There is a great blog post by National Museum of American History curator Katherine Ott to accompany the podcast. Here is an excerpt explaining the origins of the term "universal design":
Universal design rejects traditional "separate but equal" facilities for people with disabilities. The original principles of universal design grew out of a 1974-77 Department of Education grant to architect Ron Mace that involved extensive product and architectural analysis. That lead to a working group to develop core principles for universally-designed facilities, which would provide for equitable and flexible use; be simple and intuitive; present perceptible and sensory information; tolerate error; entail minimal physical effort; and be of an accessible size and orientation. Mace used a wheelchair as a result of contracting polio when he was a boy. His early engineering and design talent resulted in numerous gadgets and adaptations and eventually a career in dismantling architectural barriers.
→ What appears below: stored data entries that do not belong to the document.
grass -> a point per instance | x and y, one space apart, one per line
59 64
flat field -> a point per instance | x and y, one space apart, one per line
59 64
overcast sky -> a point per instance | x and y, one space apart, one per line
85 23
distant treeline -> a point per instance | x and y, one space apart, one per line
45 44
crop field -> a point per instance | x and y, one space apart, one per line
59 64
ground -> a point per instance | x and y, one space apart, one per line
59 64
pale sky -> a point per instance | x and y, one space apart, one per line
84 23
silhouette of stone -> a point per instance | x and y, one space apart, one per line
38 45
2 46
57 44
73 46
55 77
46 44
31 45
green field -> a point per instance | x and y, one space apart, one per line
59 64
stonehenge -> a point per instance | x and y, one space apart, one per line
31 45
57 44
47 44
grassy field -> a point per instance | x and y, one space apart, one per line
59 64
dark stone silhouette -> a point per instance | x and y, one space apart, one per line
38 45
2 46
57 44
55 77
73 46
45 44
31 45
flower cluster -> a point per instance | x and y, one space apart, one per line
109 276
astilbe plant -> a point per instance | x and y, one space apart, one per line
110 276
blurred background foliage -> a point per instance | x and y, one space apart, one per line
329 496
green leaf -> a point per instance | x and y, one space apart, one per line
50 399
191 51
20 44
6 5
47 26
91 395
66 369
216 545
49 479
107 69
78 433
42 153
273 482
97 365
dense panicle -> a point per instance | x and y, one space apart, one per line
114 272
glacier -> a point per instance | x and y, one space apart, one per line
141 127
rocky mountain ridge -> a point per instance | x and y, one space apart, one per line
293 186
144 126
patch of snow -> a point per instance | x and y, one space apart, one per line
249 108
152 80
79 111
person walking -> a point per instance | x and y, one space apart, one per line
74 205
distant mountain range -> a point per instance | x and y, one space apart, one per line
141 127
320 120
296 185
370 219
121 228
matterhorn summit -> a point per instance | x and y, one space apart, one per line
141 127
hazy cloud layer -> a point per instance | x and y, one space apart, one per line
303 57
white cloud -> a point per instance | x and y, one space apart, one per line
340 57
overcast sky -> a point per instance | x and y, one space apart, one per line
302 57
Listen to the podcast here. Thanks to the Lemelson Center for interviewing me and asking such great (easy ) questions.
In addition to discussing mass-market products like the Cuisinart and OXO, I also mention how people with disabilities themselves altered kitchens and other parts of their houses to make pre-existing spaces work for them. Here are some images from The Toomey J Gazette, the magazine "by and for respiratory polios" that ran from 1958-1969 (and then became the Rehabilitation Gazette). The images show (1) a kitchen sink with the cabinet below cut out to make space for a wheelchair, and a decorative curtain added to maintain a tidy look; and (2) a variety of storage approaches for pots and pans and pantry items, such as lazy susans, pegboards, and wall-mounted racks - all of which were common sights in 1950s/60s households, but here were selected for their particular advantages to people with disabilities. Images are from "Homemaking," The Toomey J Gazette, 1968.